[SciPy-dev] Statistics Review progress

Tue Apr 11 02:02:24 EDT 2006

This weekend I made a first pass through stats.py and did a fair bit of cleanup.
I checked in my changes as separate revisions for easier perusal:

http://projects.scipy.org/scipy/scipy/timeline?from=04%2F09%2F06&daysback=0&changeset=on&update=Update

I got through about 25 or so functions. For the most part, I focused on the
docstrings and making the code look nice and use relatively modern numpy idioms.
Implementing proper unit tests would be the next step for this set of functions.
I have made comments on some of the functions in their associated tickets. If
you would like to keep track of your favorite functions, please look at their
tickets.

http://projects.scipy.org/scipy/scipy/query?status=new&status=assigned&status=reopened&milestone=Statistics+Review+Months&order=priority

There are some issues that I thought should be discussed here rather than the
tracker.

* anova(): I want to get rid of it. It and its support functions take up nearly
a quarter of the entire code of stats.py. It returns nothing but simply prints
it out to stdout. It uses globals. It depends on several undocumented,
uncommented functions that nothing else uses; getting rid of anova() closes a
lot of other tickets, too (I subscribe to the "making progress by moving
goalposts" model of development). It's impossible to unit-test since it returns
no values. Gary Strangman, the original author of most of stats.py, removed it
from his copy some time ago because he didn't have confidence in its implementation.
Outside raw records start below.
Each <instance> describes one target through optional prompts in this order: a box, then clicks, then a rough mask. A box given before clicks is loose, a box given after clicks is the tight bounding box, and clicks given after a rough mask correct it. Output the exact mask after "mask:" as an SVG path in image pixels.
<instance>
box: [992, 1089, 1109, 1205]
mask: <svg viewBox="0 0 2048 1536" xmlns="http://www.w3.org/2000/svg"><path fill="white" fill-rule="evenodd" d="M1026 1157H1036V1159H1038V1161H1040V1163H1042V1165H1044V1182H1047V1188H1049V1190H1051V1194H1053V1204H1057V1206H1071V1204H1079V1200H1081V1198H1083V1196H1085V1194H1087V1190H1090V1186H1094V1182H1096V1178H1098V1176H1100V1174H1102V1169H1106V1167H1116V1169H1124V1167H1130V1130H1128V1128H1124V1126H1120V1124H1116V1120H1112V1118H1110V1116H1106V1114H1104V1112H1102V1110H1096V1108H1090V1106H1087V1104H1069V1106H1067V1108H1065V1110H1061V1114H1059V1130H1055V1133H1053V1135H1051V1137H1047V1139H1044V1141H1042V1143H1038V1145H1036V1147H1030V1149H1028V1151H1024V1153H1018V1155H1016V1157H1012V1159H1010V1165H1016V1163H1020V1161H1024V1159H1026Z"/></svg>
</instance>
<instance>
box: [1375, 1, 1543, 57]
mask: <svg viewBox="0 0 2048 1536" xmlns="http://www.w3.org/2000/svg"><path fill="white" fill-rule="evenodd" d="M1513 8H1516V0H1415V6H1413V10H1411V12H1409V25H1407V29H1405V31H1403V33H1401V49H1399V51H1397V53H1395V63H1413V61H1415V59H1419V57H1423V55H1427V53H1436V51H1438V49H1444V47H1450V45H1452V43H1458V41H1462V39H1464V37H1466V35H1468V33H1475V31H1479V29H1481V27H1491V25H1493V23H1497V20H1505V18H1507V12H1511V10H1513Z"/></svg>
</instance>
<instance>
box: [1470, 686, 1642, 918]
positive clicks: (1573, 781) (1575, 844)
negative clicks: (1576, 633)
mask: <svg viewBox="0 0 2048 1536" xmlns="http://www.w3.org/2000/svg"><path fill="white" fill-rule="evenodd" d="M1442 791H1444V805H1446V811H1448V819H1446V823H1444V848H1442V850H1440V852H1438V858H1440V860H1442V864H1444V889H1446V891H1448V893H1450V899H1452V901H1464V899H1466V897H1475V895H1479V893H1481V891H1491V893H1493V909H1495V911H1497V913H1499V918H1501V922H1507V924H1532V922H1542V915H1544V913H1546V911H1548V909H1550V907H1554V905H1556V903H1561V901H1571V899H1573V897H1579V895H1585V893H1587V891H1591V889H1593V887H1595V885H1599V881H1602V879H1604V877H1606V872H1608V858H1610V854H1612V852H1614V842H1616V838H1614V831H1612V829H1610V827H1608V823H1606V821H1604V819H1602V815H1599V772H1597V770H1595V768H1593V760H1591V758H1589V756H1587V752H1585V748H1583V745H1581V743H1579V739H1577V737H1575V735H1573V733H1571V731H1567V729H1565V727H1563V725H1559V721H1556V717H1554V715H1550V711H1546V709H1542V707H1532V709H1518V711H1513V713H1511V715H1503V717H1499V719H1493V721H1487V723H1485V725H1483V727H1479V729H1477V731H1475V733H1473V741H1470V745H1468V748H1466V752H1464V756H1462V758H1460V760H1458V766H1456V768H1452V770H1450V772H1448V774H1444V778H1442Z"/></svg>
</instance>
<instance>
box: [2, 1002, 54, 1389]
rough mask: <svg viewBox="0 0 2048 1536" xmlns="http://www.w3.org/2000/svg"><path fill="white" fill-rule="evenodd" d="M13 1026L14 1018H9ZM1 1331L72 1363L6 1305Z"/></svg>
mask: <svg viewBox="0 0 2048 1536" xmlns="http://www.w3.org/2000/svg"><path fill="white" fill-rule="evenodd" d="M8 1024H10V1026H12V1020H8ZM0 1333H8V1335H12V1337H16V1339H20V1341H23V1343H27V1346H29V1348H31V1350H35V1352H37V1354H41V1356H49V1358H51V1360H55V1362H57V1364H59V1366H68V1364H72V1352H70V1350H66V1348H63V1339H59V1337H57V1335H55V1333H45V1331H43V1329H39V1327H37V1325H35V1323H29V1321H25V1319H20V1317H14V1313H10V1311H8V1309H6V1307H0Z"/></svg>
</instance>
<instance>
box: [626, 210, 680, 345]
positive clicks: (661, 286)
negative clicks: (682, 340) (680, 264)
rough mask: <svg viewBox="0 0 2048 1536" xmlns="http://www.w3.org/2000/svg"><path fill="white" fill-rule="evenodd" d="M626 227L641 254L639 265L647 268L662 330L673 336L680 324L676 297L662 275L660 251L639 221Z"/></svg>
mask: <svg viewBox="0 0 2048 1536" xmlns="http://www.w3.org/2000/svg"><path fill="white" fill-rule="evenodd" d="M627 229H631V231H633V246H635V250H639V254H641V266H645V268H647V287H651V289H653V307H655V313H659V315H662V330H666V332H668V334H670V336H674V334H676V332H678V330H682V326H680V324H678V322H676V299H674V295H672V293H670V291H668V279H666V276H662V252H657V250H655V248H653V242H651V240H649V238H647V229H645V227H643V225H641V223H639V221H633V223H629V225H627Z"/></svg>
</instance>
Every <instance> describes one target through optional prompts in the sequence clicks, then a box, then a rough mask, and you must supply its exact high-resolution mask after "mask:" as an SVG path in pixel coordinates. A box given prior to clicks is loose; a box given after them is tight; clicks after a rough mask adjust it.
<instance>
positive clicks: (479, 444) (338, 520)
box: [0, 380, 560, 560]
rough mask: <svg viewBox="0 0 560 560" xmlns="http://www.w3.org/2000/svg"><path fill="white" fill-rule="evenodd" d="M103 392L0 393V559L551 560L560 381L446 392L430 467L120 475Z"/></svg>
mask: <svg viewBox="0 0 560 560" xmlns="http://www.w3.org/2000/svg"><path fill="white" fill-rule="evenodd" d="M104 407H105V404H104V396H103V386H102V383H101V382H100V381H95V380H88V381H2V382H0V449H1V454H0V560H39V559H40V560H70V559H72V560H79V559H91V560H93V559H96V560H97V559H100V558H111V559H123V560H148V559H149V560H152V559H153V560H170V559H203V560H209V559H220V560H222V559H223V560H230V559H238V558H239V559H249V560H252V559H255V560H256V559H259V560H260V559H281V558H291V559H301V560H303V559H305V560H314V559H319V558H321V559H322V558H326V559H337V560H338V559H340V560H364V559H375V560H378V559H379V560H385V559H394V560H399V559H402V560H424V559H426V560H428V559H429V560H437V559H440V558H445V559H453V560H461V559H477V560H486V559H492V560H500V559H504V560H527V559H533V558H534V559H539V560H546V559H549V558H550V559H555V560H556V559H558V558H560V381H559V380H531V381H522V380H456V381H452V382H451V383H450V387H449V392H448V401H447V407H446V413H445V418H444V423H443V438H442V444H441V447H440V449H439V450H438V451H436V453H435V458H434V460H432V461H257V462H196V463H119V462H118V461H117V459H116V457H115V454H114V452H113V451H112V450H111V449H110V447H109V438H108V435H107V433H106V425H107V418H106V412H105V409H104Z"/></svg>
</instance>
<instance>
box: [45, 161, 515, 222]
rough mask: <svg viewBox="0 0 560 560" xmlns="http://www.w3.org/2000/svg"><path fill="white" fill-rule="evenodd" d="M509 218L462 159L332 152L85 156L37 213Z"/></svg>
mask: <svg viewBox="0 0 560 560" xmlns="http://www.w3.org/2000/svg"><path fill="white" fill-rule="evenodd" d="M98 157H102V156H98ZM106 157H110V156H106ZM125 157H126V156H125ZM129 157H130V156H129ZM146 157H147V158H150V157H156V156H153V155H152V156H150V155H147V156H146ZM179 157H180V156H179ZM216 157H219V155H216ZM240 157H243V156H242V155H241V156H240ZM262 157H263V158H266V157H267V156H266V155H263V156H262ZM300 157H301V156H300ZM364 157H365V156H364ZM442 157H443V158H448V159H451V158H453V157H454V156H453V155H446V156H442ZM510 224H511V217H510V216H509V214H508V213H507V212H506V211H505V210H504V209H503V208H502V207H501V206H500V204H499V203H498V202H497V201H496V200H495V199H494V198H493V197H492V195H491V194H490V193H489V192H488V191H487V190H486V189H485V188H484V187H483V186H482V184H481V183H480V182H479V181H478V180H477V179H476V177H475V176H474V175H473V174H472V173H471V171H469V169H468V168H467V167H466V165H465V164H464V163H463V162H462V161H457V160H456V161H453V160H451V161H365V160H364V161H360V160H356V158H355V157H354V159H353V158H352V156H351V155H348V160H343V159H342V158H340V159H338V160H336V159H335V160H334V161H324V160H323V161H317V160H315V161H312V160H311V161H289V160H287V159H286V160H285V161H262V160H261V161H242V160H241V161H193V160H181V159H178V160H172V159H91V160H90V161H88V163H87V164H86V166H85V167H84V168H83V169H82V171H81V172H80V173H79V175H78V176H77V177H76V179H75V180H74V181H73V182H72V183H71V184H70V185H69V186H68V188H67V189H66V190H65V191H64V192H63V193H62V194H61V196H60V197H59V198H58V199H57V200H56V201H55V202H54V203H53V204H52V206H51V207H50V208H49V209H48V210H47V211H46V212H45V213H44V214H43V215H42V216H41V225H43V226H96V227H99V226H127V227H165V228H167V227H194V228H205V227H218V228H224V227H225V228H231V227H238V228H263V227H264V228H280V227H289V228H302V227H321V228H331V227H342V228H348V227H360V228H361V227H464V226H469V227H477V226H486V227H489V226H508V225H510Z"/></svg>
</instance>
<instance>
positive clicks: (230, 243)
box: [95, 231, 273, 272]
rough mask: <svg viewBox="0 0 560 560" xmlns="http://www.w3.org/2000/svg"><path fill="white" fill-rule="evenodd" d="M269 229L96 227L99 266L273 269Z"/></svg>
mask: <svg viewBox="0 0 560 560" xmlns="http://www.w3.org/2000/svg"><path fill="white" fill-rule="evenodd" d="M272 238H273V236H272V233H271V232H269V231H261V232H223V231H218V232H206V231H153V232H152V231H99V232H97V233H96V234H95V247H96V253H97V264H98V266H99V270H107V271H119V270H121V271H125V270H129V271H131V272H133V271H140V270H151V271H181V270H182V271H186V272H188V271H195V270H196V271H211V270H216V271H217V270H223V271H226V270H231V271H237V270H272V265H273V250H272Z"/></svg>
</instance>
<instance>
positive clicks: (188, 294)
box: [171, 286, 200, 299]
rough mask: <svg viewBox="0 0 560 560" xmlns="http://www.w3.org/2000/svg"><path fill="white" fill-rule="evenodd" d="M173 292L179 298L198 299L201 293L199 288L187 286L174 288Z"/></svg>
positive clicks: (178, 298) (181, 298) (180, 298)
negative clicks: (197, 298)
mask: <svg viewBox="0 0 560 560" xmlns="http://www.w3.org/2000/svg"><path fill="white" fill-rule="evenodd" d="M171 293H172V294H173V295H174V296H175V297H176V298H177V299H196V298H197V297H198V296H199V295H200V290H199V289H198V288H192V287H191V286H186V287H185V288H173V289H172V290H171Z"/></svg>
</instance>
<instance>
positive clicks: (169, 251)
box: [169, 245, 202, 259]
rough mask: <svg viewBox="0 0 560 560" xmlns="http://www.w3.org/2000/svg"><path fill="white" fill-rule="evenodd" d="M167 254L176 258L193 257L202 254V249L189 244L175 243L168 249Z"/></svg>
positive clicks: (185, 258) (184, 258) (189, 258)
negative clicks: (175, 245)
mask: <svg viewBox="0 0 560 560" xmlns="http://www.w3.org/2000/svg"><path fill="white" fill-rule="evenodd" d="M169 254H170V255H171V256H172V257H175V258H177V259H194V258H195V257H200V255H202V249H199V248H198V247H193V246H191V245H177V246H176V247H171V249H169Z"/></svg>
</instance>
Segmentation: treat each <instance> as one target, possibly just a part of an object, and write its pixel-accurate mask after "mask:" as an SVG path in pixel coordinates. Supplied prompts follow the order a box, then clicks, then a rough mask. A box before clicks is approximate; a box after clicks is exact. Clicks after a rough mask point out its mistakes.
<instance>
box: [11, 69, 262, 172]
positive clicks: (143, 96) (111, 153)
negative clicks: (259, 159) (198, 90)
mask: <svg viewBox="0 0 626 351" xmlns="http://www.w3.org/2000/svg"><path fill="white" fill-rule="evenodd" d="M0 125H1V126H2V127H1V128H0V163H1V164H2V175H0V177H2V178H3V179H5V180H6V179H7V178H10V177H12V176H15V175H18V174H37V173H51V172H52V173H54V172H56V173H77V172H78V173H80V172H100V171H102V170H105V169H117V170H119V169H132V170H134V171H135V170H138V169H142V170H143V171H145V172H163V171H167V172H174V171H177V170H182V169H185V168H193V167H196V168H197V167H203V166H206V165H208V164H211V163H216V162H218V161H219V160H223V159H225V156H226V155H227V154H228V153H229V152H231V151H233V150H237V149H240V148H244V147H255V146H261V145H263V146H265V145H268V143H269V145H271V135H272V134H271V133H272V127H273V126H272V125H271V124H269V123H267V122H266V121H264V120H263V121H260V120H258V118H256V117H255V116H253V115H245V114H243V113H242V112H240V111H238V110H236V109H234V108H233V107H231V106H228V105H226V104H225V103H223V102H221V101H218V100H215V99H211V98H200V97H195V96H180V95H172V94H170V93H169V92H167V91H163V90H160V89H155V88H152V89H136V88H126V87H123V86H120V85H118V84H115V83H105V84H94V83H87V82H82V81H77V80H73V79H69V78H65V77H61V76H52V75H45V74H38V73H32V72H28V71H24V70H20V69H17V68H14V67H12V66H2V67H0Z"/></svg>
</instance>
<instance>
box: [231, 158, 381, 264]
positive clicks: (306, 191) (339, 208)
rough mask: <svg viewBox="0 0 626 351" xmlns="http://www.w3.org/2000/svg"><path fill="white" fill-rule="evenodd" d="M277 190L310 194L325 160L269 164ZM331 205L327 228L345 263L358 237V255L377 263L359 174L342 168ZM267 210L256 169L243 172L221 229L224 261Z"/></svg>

It appears to me that the function would need a complete rewrite to meet the
standards I have set for passing review. I propose to remove it now.

* Some of the functions like mean() and std() are replications of functionality
in numpy and even the methods of array objects themselves. I would like to
remove them, but I imagine they are being used in various places. There's a
certain amount of code breakage I'm willing to accept in order to clean up
stats.py (e.g. all of my other bullet items), but this seems just gratuitous.

* paired() is a bit similar in that it does not return any values but just
prints them out. It is somewhat better in that it does not do much computation
itself but simply calls other functions depending on the type of data. However,
it determines the type of data by asking the user through raw_input(). It seems
to me that this kind of function does not add anything to scipy.stats. This
functionality would make much more sense as a method in a class that represented
a pairwise dataset. The class could hold the information about the kind of data
it contained, and thus it would not need to ask the user through raw_input().

* histogram() had a bug in how it computed the default bins. I fixed it. If you
use this function's defaults, your results will now be different. This function
will be refactored later to use numpy.histogram() internally as it is much faster.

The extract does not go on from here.